Thursday, January 12, 2006

Recusal application: The test of "Real Danger of Bias"

Federal Court (FC) has delivered a judgment on the case of Dato Tan Heng Chew v Tan Kim Hor on 4th Jan 2006. This case is part of the legal battle on wind-up petition of Tan Chong Motors.

It does not break any new ground of law.

In practice, the judge can either recused on his/her own motion or upon the application by the litigants. The ground for such motion is on pecuniary, personal interest or the judge had already made a decision on the same or very similar issues in the earlier suit.

FC reaffirmed the decision by the same court in the case of MPPP v Syarikat Berkerjasama-sama Serbaguna Sungai Gelugor dengan Tanggungan and the case of Mohd Ezam & Ors v Ketua Polis Negara. In the latter case, it was a unanimous judgment by a 5-member panel.

The ratio decendi:
In a recusal application, the correct test to be applied is the "real danger of bias" as stipulated under the English case Re Gough. The reference point is the trial judge and not the fair-minded lay observer.

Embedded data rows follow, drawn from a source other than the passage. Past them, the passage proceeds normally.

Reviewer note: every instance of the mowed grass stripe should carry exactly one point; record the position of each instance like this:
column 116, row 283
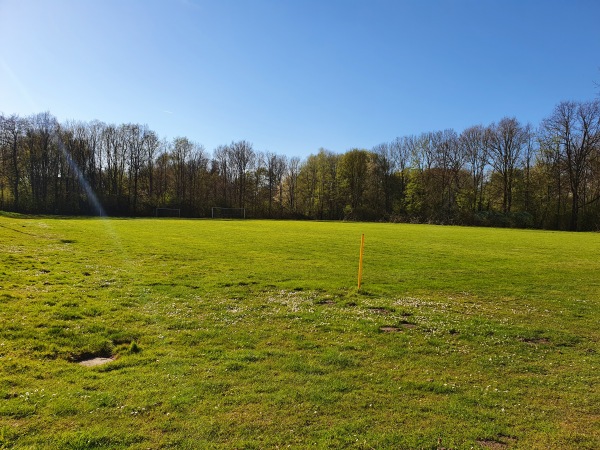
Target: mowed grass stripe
column 251, row 334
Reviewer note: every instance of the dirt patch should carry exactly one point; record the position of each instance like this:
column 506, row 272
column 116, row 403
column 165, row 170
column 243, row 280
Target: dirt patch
column 496, row 445
column 536, row 341
column 383, row 311
column 325, row 302
column 96, row 361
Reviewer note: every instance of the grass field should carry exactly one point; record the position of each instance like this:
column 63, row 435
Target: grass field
column 251, row 334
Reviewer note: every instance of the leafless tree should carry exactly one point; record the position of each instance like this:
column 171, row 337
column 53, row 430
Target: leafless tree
column 576, row 129
column 507, row 141
column 476, row 150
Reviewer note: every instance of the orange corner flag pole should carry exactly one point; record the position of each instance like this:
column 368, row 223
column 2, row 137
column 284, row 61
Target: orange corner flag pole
column 362, row 251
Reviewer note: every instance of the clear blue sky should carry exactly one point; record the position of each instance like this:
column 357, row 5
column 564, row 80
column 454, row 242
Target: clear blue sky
column 291, row 76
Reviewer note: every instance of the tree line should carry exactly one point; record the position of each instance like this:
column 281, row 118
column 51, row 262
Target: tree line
column 503, row 174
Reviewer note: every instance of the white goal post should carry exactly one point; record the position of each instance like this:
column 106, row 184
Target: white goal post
column 168, row 212
column 228, row 213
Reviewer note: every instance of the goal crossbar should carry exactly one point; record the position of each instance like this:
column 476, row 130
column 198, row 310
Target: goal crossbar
column 228, row 213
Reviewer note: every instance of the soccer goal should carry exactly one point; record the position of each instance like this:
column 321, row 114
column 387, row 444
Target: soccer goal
column 168, row 212
column 228, row 213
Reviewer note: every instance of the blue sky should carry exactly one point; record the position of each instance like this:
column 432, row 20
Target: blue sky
column 292, row 76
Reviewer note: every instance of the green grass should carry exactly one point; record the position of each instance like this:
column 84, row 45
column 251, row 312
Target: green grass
column 251, row 334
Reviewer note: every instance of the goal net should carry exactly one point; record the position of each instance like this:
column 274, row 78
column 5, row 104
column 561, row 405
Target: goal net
column 168, row 212
column 228, row 213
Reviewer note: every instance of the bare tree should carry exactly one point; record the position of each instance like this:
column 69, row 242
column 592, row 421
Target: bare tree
column 507, row 140
column 242, row 158
column 576, row 127
column 476, row 150
column 12, row 133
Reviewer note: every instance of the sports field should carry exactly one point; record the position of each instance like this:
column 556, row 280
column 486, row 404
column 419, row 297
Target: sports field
column 251, row 334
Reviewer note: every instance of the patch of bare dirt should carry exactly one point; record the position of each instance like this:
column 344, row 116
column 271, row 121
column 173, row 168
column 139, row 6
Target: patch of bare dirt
column 96, row 361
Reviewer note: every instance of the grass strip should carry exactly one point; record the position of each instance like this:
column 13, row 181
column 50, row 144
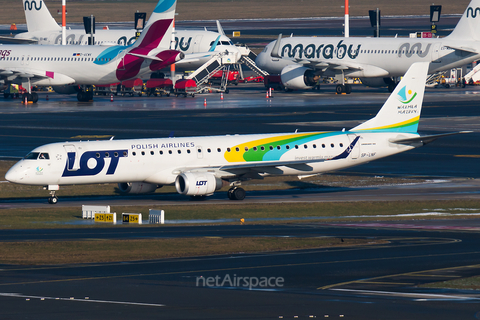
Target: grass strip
column 59, row 217
column 92, row 251
column 471, row 283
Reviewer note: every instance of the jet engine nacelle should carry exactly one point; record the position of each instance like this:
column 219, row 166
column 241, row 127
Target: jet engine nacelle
column 376, row 82
column 297, row 77
column 66, row 89
column 137, row 187
column 197, row 183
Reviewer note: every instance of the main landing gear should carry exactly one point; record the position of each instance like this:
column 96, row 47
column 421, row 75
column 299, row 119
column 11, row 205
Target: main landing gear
column 85, row 95
column 236, row 193
column 53, row 199
column 343, row 88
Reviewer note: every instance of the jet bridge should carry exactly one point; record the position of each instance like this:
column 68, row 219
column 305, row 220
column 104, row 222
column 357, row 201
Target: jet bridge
column 224, row 61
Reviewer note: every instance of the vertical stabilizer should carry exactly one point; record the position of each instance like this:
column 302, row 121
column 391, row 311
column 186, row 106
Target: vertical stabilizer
column 38, row 17
column 468, row 28
column 158, row 31
column 401, row 112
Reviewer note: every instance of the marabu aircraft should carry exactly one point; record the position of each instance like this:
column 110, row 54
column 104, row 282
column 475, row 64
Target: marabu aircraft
column 43, row 29
column 198, row 166
column 56, row 65
column 377, row 61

The terms of "real danger" is used rather than "real likelihood". This is to ensure that the court is thinking in terms of possiblity rather than probability.

The rational behind this is to maintain the highest standard of public confidence in the judiciary. Having said so, the Federal Court also cautioned that the court should be vigilant not to allow parties to do "judge-shopping" by recusal of Judges.